Juga diakui, tidak ada yang baru di bawah matahari. Dan walaupun matahari mati berkali-kali ia akan tetap lahir esok pagi. Indah memang kalau kita saling berbagi. Seperti sebuah keluarga ada orangtua yang mengayomi, juga saudara-saudara saling berbagi kasihsayang, walau pertengkaran abang-adik, juga orang tua dan anak, maupun suami-istri, toh tetap tidak akan pernah berhenti, justru itu adalah kekayaan yang harus ada dalam setiap sisi kehidupan.

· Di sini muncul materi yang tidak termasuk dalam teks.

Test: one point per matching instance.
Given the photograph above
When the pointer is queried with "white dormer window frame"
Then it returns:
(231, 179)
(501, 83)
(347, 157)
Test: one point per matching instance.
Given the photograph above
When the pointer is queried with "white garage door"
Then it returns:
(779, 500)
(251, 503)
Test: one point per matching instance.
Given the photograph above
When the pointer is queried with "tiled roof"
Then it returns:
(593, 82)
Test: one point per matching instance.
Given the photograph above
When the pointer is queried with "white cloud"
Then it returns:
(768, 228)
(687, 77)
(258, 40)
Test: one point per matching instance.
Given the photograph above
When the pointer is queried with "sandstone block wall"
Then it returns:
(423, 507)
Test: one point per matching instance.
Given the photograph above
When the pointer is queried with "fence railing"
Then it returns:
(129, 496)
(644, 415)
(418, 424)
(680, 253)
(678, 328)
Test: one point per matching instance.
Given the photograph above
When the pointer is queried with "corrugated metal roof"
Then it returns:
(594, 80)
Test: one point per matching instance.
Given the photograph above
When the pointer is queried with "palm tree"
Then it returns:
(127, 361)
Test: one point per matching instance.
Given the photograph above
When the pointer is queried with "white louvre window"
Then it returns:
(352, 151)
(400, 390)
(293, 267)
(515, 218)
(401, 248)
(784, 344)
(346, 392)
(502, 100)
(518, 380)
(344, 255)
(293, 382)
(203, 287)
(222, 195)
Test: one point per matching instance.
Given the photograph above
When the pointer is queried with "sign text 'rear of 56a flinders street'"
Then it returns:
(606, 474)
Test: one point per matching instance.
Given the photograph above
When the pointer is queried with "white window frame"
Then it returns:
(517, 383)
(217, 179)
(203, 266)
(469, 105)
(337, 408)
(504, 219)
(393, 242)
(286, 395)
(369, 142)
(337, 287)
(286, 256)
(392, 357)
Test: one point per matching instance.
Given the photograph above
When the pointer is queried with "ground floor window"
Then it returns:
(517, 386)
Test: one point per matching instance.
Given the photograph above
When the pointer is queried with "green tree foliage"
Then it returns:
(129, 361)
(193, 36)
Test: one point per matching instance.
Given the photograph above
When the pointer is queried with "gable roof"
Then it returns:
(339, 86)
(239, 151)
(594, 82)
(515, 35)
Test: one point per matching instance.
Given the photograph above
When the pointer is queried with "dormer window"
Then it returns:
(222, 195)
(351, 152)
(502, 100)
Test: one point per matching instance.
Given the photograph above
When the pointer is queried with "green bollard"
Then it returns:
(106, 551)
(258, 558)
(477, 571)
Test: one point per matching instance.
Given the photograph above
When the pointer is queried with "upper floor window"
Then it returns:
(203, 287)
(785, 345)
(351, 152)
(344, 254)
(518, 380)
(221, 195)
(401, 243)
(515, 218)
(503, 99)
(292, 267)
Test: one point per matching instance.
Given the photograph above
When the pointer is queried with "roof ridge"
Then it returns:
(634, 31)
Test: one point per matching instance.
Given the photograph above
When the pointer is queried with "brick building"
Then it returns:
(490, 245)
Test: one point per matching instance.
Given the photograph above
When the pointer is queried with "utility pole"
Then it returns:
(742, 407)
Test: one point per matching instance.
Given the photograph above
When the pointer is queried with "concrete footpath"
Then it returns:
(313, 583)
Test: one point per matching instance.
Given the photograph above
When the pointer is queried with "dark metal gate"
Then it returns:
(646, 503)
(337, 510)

UNDANGAN OOS DI RUMAH IDRIS SIREGAR

Akhirnya, sebagai konsep pembelajaran, setelah ‘pertengkaran’ YS. Rat dan Wika, maka selanjutnya ‘perseteruan’ Hidayat Banjar dan Intan HS, juga ‘kecurigaan’ Yulhasni dengan Wahyu Wiji Astuti kita teruskan mungkin akan disusul oleh Rina mahfuzah dan Azhari untuk pertemuan OOS ke depan. Dan setelah di rumah Hasan Al Banna, maka ‘perseteruan’ Hidayat banjar dan Intan HS akan kita ‘rampungkan, di rumah Idris Siregar tanggal 6 Februari 2011, di tanjuung morawa. Sekaligus mengundang seluruh ninik-mamak, handai-taulan sastrawan, seniman, budayawan, mungkin juga wartawan sebagai saudara untuk ‘melerai’ segala ‘perseteruan’ itu.